The survival data analysis of the most significant gene set (for MYC target genes) is shown in Fig. 3A. Figure 3B shows gene set mutation scores (the value from the GSVA analysis) in MYC target genes as a function of TTTC. We also found that some genes in the Wnt-pathway (CTNNB1, APC, AXIN2), AKT1 pathways (AKT1, BRAF, PTEN), and PI3K_AKT_MTOR signaling gene sets have a higher mutation rate in nonresponders in the posttreatment samples (84% of these mutations are judged pathogenic by VEST (Supplementary Table S10). For Wnt, mutations of these genes are associated with constitutive activation of the Wnt-signaling pathway (19).
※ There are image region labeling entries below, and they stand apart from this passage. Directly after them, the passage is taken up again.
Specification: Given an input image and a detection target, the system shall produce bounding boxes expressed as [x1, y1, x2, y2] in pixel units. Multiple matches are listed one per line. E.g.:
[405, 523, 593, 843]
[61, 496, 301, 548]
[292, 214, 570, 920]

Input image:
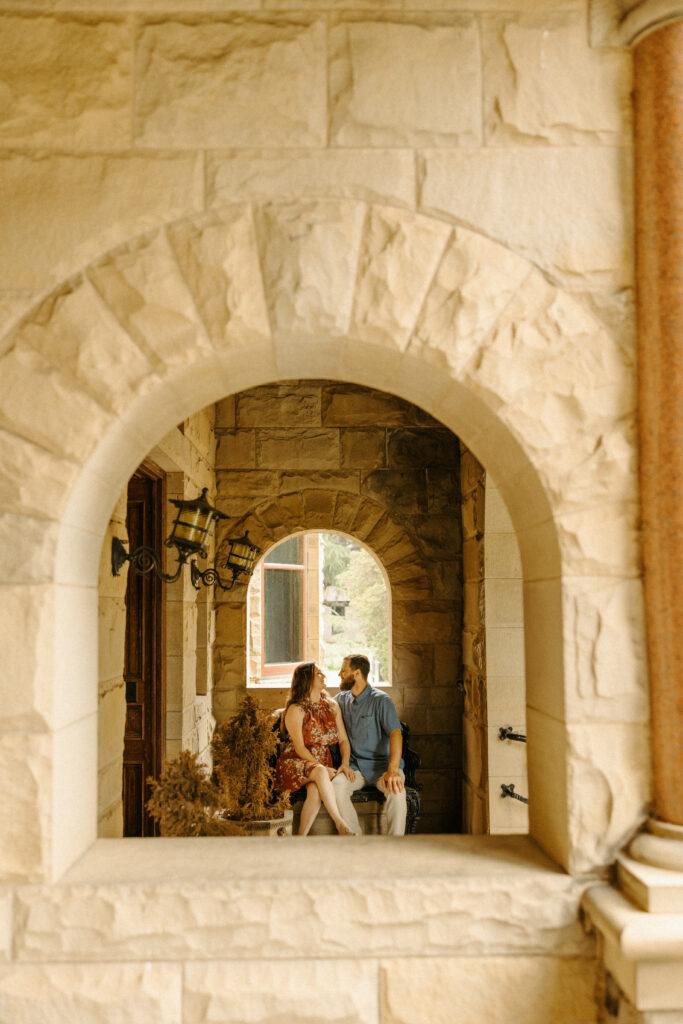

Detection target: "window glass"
[265, 534, 304, 565]
[263, 568, 305, 665]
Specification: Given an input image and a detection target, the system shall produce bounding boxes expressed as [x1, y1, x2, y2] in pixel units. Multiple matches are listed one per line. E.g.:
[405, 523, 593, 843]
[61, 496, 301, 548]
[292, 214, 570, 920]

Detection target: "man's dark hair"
[348, 654, 370, 682]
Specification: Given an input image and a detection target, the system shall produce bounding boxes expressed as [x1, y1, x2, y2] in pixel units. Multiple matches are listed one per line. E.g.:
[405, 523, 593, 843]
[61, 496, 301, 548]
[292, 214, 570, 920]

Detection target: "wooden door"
[123, 463, 166, 836]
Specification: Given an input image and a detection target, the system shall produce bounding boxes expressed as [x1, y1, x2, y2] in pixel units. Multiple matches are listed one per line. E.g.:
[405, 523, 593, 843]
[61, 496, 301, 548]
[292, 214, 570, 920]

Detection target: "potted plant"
[147, 695, 292, 836]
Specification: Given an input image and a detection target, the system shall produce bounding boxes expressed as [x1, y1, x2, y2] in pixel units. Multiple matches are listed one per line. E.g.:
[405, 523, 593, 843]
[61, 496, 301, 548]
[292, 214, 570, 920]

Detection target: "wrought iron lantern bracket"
[112, 537, 187, 583]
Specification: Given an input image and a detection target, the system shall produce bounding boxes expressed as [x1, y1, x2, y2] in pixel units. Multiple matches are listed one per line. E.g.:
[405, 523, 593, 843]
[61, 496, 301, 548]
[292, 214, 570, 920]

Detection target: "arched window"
[248, 531, 391, 687]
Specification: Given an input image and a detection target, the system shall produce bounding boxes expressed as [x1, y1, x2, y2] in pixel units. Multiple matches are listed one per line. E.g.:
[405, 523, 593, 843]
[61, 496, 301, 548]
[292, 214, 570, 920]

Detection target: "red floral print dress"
[275, 696, 339, 793]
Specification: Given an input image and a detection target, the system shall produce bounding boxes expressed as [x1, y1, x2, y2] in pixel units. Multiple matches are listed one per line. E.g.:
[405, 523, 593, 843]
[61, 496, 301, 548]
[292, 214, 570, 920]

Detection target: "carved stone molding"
[589, 0, 683, 47]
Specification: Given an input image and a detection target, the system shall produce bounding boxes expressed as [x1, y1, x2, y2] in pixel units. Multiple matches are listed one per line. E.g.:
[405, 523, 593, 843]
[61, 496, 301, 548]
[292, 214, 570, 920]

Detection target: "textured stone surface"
[136, 17, 326, 148]
[0, 342, 111, 461]
[169, 209, 270, 348]
[0, 512, 57, 584]
[323, 384, 434, 427]
[0, 585, 54, 731]
[183, 959, 378, 1024]
[15, 836, 592, 961]
[561, 580, 649, 722]
[381, 956, 597, 1024]
[0, 14, 132, 150]
[236, 382, 321, 427]
[0, 964, 182, 1024]
[0, 154, 203, 289]
[483, 13, 631, 145]
[566, 723, 650, 872]
[351, 207, 450, 348]
[330, 15, 481, 145]
[0, 732, 51, 882]
[16, 279, 155, 412]
[90, 234, 211, 370]
[410, 227, 529, 373]
[420, 146, 633, 286]
[207, 148, 416, 207]
[0, 430, 79, 518]
[257, 203, 365, 334]
[256, 427, 340, 470]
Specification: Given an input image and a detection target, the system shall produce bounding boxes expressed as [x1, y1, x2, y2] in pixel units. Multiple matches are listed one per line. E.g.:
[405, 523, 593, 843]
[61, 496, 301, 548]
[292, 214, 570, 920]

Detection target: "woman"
[275, 662, 356, 836]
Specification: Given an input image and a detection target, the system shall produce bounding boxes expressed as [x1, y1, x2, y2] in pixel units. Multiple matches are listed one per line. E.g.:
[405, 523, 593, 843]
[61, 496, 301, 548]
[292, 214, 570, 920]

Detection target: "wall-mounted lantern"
[112, 487, 261, 590]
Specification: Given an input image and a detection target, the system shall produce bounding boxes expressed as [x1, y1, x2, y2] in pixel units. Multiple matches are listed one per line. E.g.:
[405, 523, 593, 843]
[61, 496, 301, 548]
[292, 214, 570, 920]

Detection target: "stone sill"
[58, 836, 561, 888]
[0, 836, 595, 964]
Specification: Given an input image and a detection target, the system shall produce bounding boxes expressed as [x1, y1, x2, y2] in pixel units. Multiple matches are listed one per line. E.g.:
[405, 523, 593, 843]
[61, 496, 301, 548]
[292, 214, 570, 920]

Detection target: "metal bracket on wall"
[498, 725, 526, 743]
[501, 782, 528, 804]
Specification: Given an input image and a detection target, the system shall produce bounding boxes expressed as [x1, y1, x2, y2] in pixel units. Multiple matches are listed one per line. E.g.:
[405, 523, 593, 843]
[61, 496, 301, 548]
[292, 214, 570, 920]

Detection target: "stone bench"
[284, 722, 422, 836]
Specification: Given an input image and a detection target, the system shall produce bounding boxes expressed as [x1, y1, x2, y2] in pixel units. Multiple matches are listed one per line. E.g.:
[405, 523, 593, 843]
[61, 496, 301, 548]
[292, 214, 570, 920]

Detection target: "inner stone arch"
[246, 527, 393, 694]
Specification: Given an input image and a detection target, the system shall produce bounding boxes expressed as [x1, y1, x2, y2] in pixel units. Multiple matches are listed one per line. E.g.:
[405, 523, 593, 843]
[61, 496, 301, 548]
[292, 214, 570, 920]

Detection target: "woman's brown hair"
[280, 662, 327, 735]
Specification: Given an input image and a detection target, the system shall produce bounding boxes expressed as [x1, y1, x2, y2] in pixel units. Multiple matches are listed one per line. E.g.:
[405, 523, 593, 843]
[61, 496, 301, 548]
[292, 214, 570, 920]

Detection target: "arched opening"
[3, 203, 647, 877]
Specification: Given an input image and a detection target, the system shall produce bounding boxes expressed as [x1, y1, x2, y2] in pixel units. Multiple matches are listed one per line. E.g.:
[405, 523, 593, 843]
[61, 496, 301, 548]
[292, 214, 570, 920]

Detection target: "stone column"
[634, 22, 683, 838]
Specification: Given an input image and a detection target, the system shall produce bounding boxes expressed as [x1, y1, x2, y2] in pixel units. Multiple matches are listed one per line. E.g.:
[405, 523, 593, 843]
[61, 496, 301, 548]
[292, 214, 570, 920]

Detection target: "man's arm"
[382, 729, 405, 793]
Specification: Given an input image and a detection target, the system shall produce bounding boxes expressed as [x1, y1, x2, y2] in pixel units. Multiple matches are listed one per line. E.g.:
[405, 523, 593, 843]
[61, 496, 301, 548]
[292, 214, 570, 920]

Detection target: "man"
[333, 654, 405, 836]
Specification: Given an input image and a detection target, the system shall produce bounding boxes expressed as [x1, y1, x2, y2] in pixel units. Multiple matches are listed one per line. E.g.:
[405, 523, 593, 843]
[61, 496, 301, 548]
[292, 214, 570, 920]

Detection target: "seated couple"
[275, 654, 407, 836]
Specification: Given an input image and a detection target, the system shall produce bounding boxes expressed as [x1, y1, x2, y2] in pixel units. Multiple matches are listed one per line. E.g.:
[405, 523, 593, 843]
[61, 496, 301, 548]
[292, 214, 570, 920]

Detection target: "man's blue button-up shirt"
[335, 684, 403, 783]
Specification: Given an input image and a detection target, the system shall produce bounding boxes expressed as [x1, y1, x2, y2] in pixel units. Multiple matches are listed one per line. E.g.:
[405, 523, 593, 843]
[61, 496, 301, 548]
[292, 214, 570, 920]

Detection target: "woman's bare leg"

Somatic mutations changes from V1 to V2 associated with response
We also analyzed genesets with changes from V1 to V2 associated with response (Supplementary Table S11), and found 10 genesets showing an somatic changes associated with TTTC. One of those gene set was significant in a nonresponder only subset analysis (Supplementary Table S12). This geneset associated with a PDCD1 signature had many more mutations at V2 in nonresponders with additional mutations gained in MAP3K8, MAP4, TOR2A, among others.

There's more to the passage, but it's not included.